The recent Internet rating voting held on September 1-15 showed that maximum 108,000 candidates have applied for membership in the Council; the number of respondents who took part in the Internet voting was 420,000,Fedotov said.
MOSCOW — A draft law on military police will be coordinated till the yearend, Russian Defence Minister Anatoly Serdyukov said.
“The draft law [on military police] is prepared and sent to federal bodies of power,” Serdyukov told journalists on Thursday.
According to the Russian minister, all remarks and recommendations have been taken into account. “The document will be coordinated till the yearend,” he said, adding that the ministry did not see any difficulties in this aspect.
MOSCOW — Russia's gold and foreign exchange reserves tumbled by 2.9 billion dollars (or by 0.55 percent) from 529.4 billion dollars to 526.5 billion dollars as of October 19-26, the External and Public Relations Department of the Central Bank said on Thursday.
The level of gold and foreign exchange reserves totaled 498.649 billion dollars as at January 1.
NALCHIK — Leader of the Russian republic of Kabardino-Balkaria Arsen Kanokov signed a decree over the dismissal of the republican government on Thursday.
“Kanokov explained his decision by the need for changes,” the press service of the republican leader told Itar-Tass. “Before the formation of a new government in the republic, the interim government will work,” he said.
First Deputy Prime Minister Valery Zhilov, who was in charge of economic affairs in the government, was dismissed from the post on Wednesday.
NALCHIK — The parliament of Kabardino-Balkaria voted for appointing 52-year-old Ruslan Khasanov the republic’s new prime minister by absolute majority of votes.
MOSCOW — Representatives of seven Moscow public organizations have written an open letter to Moscow Mayor Sergei Sobyanin, urging him to ban nationalists from holding a Russian march in the capital on November 4.

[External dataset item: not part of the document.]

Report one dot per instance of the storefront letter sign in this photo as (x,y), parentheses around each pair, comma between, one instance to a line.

The letter’s authors believe that the Russian March and its ideology may escalate inter-ethnic conflicts. “Instead of uniting peoples residing in the territory of Moscow, the Day of People’s Unity may provoke a split in our multi-ethnic and our multi-confessional society,” they said.
MOSCOW — A Russian-U.S. agreement on cooperation in the area of adoptions comes into force from November 1.

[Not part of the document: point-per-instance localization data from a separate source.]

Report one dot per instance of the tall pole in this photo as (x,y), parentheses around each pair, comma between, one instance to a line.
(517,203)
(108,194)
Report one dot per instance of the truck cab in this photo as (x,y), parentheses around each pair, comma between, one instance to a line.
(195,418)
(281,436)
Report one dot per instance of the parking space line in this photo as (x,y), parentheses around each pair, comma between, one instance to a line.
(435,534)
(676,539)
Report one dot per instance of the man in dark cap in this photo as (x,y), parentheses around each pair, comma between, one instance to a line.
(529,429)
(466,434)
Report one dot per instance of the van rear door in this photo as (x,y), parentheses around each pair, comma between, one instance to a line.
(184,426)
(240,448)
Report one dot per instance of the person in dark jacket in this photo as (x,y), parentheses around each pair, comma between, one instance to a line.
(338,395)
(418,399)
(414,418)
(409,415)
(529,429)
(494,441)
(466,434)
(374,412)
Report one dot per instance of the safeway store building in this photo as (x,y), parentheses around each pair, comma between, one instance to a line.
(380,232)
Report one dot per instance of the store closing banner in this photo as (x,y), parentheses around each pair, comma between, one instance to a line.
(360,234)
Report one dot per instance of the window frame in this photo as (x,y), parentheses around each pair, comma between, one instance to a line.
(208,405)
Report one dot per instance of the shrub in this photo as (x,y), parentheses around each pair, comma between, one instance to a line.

TBILISI — Georgian Prime Minister Bidzina Ivanishvili has introduced the post of a special representative of the prime minister for relations with Russia, Georgian government officials said.

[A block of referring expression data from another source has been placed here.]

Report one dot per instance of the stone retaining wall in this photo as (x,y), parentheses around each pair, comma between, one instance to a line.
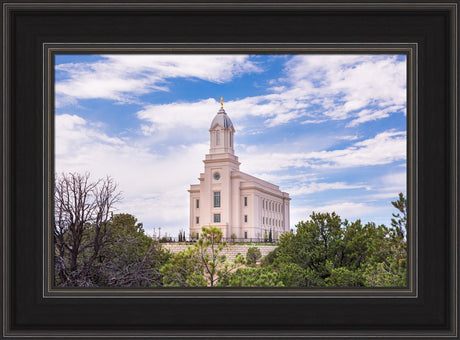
(230,251)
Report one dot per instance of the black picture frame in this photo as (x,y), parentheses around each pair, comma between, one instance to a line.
(428,31)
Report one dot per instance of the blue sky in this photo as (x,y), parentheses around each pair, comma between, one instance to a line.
(328,129)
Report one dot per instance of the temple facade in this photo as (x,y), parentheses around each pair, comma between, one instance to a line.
(230,199)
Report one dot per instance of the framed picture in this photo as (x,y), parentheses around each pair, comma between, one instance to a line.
(45,296)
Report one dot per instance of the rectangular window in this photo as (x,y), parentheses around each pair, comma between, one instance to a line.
(217,199)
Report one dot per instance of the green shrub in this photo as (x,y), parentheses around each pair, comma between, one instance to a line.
(253,255)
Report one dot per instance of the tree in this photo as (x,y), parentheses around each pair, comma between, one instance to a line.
(251,277)
(253,255)
(81,205)
(94,247)
(201,265)
(131,258)
(328,251)
(399,220)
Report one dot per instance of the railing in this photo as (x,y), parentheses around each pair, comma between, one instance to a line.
(229,240)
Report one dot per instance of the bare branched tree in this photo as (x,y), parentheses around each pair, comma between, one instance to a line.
(82,213)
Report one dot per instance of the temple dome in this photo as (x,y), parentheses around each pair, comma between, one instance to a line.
(221,119)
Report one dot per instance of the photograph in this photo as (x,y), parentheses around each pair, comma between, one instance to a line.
(230,170)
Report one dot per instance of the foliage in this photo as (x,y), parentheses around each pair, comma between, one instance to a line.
(251,277)
(269,258)
(201,265)
(327,251)
(93,247)
(399,220)
(181,236)
(253,255)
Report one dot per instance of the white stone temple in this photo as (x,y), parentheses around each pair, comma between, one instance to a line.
(234,201)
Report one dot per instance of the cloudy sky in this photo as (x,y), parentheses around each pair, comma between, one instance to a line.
(328,129)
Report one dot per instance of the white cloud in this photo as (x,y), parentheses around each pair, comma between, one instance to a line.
(153,184)
(314,187)
(344,84)
(352,211)
(124,77)
(385,148)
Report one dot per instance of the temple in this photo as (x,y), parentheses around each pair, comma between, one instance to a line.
(239,204)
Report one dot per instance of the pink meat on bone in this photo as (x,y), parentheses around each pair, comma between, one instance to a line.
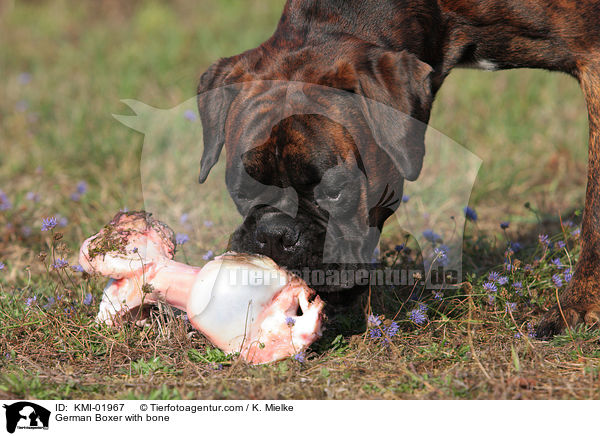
(241,303)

The man appointed to the post is a leading diplomat, Zurab Abashidze.
Abashidze has confirmed his appointment in an interview with Itar-Tass to promise to share his ideas of what the process of normalization of relations with Russia might look like a little later.
KIEV — The Central Electoral Commission (CEC) of Ukraine has processed 99.35 percent of the protocols of elections to the Verkhovna Rada. The Party of Regions polled 30.07 percent of the vote. It is followed up by the Batkivshchina opposition association with 25.47 percent of the vote.The Ukrainian Democratic Alliance for Reforms ("UDAR") is third with 13.93 percent. The Communist Party is fourth with 13.2 percent, and the Svoboda (freedom) nationalist political association is fifth with 10.42 percent of the vote.
An average member of Ukrainian parliament, a new convocation of which was elected last Sunday, has membership of one or another party, as well as a record of work as a government employee and is a university graduate, says a report the country’s Central Electoral Commission published Thursday.
At least 33% of the MPs are not novices in Ukrainian politics and have been deputies of regional or local councils in the past.
All the MPs are university graduates and a half of them majored in law or economics. A third of the MPs are engineers and another third are former law enforcement, police or defense officers.
The number of women among the MPs has increased to 42 from 38 and more than a half of them represent the opposition parties.